Ok, so Watson, IBM’s supercomputer of trivia DOOM is actually playing Ken Jennings and Brad Rutter, who only sound like they could be steadies of Mattel’s mascot.
K-Cup and I, being high scoring participants in Jeopardy’s Online Test (33 and 32, respectively. Bitchez), naturally tuned in to see how Watson* would do.
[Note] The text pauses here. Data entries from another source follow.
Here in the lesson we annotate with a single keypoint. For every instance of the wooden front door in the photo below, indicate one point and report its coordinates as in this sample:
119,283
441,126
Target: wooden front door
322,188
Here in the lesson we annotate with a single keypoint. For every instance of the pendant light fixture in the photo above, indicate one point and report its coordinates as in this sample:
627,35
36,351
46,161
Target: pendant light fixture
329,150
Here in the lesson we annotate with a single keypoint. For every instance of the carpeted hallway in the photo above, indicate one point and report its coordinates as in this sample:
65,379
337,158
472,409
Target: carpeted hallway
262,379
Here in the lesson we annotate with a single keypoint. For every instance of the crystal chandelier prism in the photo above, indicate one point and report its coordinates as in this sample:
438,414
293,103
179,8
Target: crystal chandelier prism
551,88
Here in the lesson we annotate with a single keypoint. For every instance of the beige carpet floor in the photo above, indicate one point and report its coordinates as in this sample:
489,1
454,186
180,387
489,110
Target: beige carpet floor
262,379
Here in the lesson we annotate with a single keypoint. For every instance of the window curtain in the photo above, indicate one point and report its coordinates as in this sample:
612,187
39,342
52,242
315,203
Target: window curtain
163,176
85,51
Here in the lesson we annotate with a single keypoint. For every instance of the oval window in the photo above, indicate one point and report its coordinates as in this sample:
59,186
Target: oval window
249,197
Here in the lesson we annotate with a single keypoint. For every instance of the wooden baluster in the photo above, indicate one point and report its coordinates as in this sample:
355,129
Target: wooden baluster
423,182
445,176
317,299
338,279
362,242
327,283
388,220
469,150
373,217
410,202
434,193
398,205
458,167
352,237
The whole episode was only the first round of Jeopardy because they had to explain how “Watson” works, what all the colors mean, and what the little thought bubble bar at the bottom of the screen means. (It shows the top 3 choices its considering and how sure it is that it’s right, and there’s a buzzer baseline. If it’s not X% sure, it won’t buzz in) Watson pushes a buzzer button just like contestants do, it registers no emotion just like Ken Jennings, and it makes people uncomfortable, just like Brad Rutter does. So basically they were evenly matched. The first 10 questions or so were super embarrassing – Watson was faster, smarter and stronger. It was going the distance, going for speed and just had a faster recall of facts, Beatles lyrics and Olympics trivia. BUT. The tide began turning when wordplay was involved…
“Four letter word for peak, the first three of which are a kind of simian” totally stumped Watson. At one point Watson repeated a wrong answer Jennings had just given, so I guess it doesn’t hear other contestants answers.
We’ll see how Double Jeopardy goes tomorrow. Will Watson make Ken cry? Will Brad make Watson so uncomfortable it reboots? Will Trebek start to look natural by comparison?
The cutest moment was when they used the drawn-out timeline to show the IBM nerds working with Watson – at one point they asked it a question about the first non-dairy creamer. When Watson suggested “milk” everyone cracked up and started teasing it. Teasing the computer. Maybe IBM needed to schedule more recess time.
*To the extent that Watson is named after the IBM lab that created it, I’m fine with it. To the extent that it’s named after Conan Doyle’s creation, I’m fine with it. But it could have had an androgynous voice and an androgynous name. But that wasn’t important enough to anyone at IBM. The Jeopardy crew also didn’t feel the need to have a female and a male contestant, or a top two men v top two women v Watson competition.